I don’t know about you, but I’m limping from this presidential campaign. “Contentious” is a ridiculously diplomatic way to describe the debacle, but one thing most all of us (I’m so hesitant to say “all” about anything anymore) can agree on is that this campaign has revealed that we have a long way to go to truly heal. And that some of us aren’t even interested in healing.
November 9th is not going to be a day we wake up and say, “Well, now that that’s over, let’s get back to the way things were…” because…we can’t unsee what we’ve seen. We can’t unhear what we’ve heard. We can’t pretend that the hatred that has been stirred up and the normalizing of hate speech, contempt, and any number of “isms” hasn’t happened.
“The way things were” just means “before we didn’t know how divided we are.”
“Before we didn’t know how much enmity and disdain existed between one another.”
“Before we knew that ‘the other’ was such a powerful tool to get people to throw scornful words and even punches at whomever they feel is ‘the reason’ why ‘we’ are not ‘great.’”
“Before we realized that not only are we not on the same page with a good chunk of our fellow citizens, but we’re not even in the same book.”
Maybe you already knew. I didn’t.
It’s not that I thought that we were “there” as a country. I knew we had a long way to go with many, many things. I knew that people have drastically different visions of what needs to happen in our country. I knew that all the negative “isms” and phobias not only exist, but are thriving well beyond where they should be—especially in 2016. I knew that some people place blame on others—and vice versa.
I didn’t have my head in the sand. I just didn’t understand the level of vitriol that existed within people—particularly those who profess a love of God and their neighbors.
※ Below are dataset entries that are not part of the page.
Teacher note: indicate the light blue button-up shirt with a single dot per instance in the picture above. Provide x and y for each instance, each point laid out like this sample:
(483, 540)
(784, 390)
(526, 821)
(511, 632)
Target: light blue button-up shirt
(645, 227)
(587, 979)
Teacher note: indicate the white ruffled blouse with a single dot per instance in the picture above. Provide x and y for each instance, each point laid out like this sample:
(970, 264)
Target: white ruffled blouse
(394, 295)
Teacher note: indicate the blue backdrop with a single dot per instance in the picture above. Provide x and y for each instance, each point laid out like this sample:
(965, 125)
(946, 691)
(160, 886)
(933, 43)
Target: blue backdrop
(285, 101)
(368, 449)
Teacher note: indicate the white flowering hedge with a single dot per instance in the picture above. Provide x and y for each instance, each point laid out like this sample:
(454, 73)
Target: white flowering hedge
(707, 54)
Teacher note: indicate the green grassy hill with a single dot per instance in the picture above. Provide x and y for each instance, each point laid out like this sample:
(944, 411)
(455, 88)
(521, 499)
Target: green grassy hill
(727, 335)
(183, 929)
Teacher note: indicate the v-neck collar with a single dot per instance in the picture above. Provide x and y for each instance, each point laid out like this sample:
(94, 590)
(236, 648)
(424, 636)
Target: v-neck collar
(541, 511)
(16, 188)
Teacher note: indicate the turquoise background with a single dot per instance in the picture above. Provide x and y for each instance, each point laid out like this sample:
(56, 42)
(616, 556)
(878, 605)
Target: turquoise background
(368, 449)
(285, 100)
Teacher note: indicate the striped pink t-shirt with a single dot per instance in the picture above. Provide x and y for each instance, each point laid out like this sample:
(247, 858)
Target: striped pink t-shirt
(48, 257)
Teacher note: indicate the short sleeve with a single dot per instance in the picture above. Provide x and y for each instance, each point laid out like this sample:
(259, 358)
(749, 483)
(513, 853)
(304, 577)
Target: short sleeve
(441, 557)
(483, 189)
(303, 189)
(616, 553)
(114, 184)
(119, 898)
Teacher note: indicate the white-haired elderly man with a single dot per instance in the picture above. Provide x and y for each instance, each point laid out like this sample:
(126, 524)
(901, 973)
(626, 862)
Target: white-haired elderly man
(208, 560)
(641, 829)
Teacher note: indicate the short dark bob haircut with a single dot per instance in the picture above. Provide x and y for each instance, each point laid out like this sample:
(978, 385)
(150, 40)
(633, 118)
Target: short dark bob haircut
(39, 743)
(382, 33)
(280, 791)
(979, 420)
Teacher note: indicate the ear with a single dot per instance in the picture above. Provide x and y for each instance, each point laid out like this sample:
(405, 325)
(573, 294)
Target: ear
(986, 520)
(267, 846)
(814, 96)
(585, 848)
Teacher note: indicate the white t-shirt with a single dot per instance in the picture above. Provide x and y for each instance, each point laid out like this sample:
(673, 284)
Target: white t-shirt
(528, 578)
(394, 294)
My heart has broken so many times when I hear, see, or read the accusations and taunts of not just strangers but people I know. It breaks at how often the facts are forgotten or never even bothered with because it’s just easier to repeat invective than spend the time learning whether or not it’s true.
What becomes of the brokenhearted?
This old song has new meaning for me these days…
So…what happens after the election? How do we begin the marriage? Saying we’ve got a lot of work to do is a ginormous understatement. Where do we start?
I vote for counseling. (Yes, election pun intended—I may be brokenhearted, but I’m not dead.)
Okay, I know we can’t all collectively head to a counselor and talk things through…but we can follow the basic golden rules of counseling as we deal with one another…
We can attentively listen, be patient and honest, take responsibility when appropriate, give grace, avoid name-calling, interrupting, and snap judgments—and seek a resolution rather than “rightness.”
It won’t be easy—but it will be true.
I’m trying really super hard not to see this as an impossible task. As I say to my son when he’s asking for the odds on something that he knows is a longshot, “It’s possible…but not probable.”
But we’ve got to try. We’ve got to hope that if we all do—or enough of us do—that we will make a difference.
The hope in me says that maybe this is actually the beginning of a new era where we start to work together instead of pushing apart. Maybe this all is a catalyst for change. Maybe we’ve recognized that we’re hitting rock bottom and it’s time to come together and rise.
The cynic in me wonders if maybe we’re all just unknowing participants in a horrible reality TV show.
I vote for hope. In more ways than one.